Vers la révolution de la régénérescence

Ce pas, le professeur Yamanaka, aujourd’hui âgé de 50 ans, le franchit en 2006, à l’université de Kyoto en parvenant à produire les premières cellules IPS: elles sont obtenues à partir de cellules adultes, qui grâce à des manipulations génétiques sont transformées en cellules souches, ayant les mêmes potentialités que les cellules embryonnaires, capables à leur tour de se métamorphoser en toutes sortes d’autres cellules. La cure administrée par le professeur Yamanaka et son équipe, un cocktail de gènes, permet de ramener ces cellules adultes au stade des cellules souches embryonnaires non encore spécialisées. On peut désormais se passer de l’embryon pour «récolter» les précieuses cellules souches.
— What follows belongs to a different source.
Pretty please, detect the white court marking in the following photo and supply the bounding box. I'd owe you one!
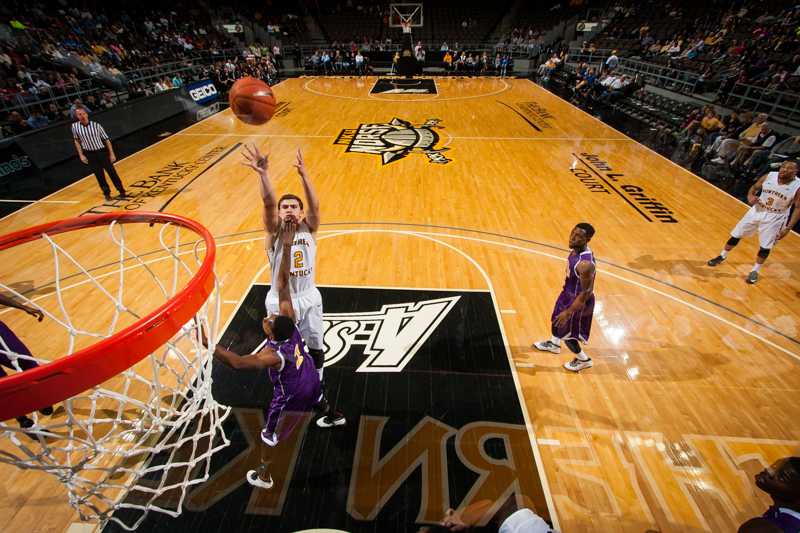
[0,198,81,205]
«Ce prix Nobel est une excellente nouvelle. Yamanaka a créé le concept de reprogrammation cellulaire, explique le professeur Marc Peschanski (Istem, Inserm). Aujourd’hui, on a simplifié les procédures de reprogrammation des cellules. Notre équipe en particulier travaille avec des cellules sanguines, ou éventuellement des fibroblastes de la peau, pour les obtenir. Sur le plan thérapeutique, une équipe japonaise à Kobé vient de lancer un programme dans la dégénérescence maculaire liée à l’âge avec les iPS. L’autre grand intérêt des cellules iPS est la modélisation: on fabrique des lignées cellulaires à partir de donneurs atteints de maladies génétiques et on obtient des cultures permettant le criblage de molécules potentiellement thérapeutiques.» Le Nobel 2012 signe l’acte de naissance d’une révolution thérapeutique à venir basée sur le concept fou de «régénérescence».